— И точно! — сказал со вздохом священник, — вы счастливец. Спешите. Вы уже не молоды. Осень тоже теперь не за горами. Надо достать семян, еще денег. Пашите и сейте побольше.
— Да и старость-то моя не за горами. Авось хоть что-нибудь сделаю тут полезного. Именно денег, денег прежде всего! Еду, завтра же еду в город, заложу армянину всю землю и привезу снова не менее трех-четырех тысяч, а дом Саддукеева освобожу из-под залога. Уж я не стану этих кровных, занятых денег кидать на обеды и балы соседям, как делывали это наши предки, закладывая некогда души своих крепостных в приказы да в советы! Деньги мои пойдут на обороты по хозяйству и только частичкой на самое нужное для дома в этой глуши; закуплю про запас сахару, чаю, муки, хорошей посуды, хламу там разного для буфета и для кухни; еще книг выпишу… это уже, собственно, для вас! Хе-хе! лошадок добрых куплю, без них в этих пустынях быть решительно нельзя. Правда, отец Смарагд?
— Правда, правда…
— Что же вы так нахохлились опять?
Священник был в волнении.
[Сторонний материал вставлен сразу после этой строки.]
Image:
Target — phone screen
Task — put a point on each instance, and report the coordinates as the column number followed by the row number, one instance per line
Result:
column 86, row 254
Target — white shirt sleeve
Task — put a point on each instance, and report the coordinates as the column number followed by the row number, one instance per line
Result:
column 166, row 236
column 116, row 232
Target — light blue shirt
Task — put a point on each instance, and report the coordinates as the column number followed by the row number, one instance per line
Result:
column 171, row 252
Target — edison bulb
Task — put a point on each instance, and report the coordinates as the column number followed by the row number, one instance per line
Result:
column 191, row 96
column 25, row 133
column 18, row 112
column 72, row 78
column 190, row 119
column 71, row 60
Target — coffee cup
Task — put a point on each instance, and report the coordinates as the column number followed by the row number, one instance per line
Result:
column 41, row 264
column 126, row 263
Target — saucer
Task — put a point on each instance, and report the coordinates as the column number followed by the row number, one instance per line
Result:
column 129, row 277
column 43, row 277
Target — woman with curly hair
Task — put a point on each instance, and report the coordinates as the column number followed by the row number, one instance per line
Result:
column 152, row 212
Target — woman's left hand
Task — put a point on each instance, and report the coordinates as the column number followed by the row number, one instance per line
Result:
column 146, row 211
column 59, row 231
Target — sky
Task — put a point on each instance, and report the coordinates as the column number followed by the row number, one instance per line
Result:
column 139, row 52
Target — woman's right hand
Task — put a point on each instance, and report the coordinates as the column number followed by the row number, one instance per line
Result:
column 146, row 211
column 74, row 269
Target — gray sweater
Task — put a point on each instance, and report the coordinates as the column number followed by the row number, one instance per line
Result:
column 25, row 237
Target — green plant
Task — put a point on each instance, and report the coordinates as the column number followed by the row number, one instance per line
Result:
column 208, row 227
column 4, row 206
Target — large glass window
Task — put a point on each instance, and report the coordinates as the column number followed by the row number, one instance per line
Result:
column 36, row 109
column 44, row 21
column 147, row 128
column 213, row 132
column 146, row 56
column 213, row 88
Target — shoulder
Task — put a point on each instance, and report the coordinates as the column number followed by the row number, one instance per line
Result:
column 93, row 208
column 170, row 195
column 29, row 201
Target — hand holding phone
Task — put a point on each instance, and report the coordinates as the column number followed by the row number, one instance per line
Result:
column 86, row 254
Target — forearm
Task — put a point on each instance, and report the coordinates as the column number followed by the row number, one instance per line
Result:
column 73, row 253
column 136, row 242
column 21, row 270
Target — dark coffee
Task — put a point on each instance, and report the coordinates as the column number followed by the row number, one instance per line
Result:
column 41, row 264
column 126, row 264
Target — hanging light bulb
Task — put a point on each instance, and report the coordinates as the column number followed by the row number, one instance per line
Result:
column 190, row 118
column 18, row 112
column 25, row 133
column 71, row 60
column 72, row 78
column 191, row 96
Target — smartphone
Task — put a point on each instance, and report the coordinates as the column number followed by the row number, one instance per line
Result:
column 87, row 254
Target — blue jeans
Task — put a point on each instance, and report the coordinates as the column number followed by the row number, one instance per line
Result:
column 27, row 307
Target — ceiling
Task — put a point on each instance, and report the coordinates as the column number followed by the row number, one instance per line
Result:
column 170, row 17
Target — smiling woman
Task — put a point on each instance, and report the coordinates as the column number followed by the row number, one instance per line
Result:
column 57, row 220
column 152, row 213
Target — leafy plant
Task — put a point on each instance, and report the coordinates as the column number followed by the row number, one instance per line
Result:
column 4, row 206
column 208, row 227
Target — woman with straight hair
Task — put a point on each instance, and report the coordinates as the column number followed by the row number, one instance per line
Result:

Грудь его тяжело дышала. Пот катился с скулистого, широкого и некрасивого лица. Глаза были опущены.
— Что с вами?
— Так-с, ничего.
— Нет, говорите, прошу вас.
Священник поднял серые робкие глаза. Они были совершенно тусклы и полны невыразимой борьбы, отчаяния и стыда.
— Знаете текст: «Помяни мя, егда приидеши»? — сказал он бледными дрожащими губами.
— Как-с? Что-с?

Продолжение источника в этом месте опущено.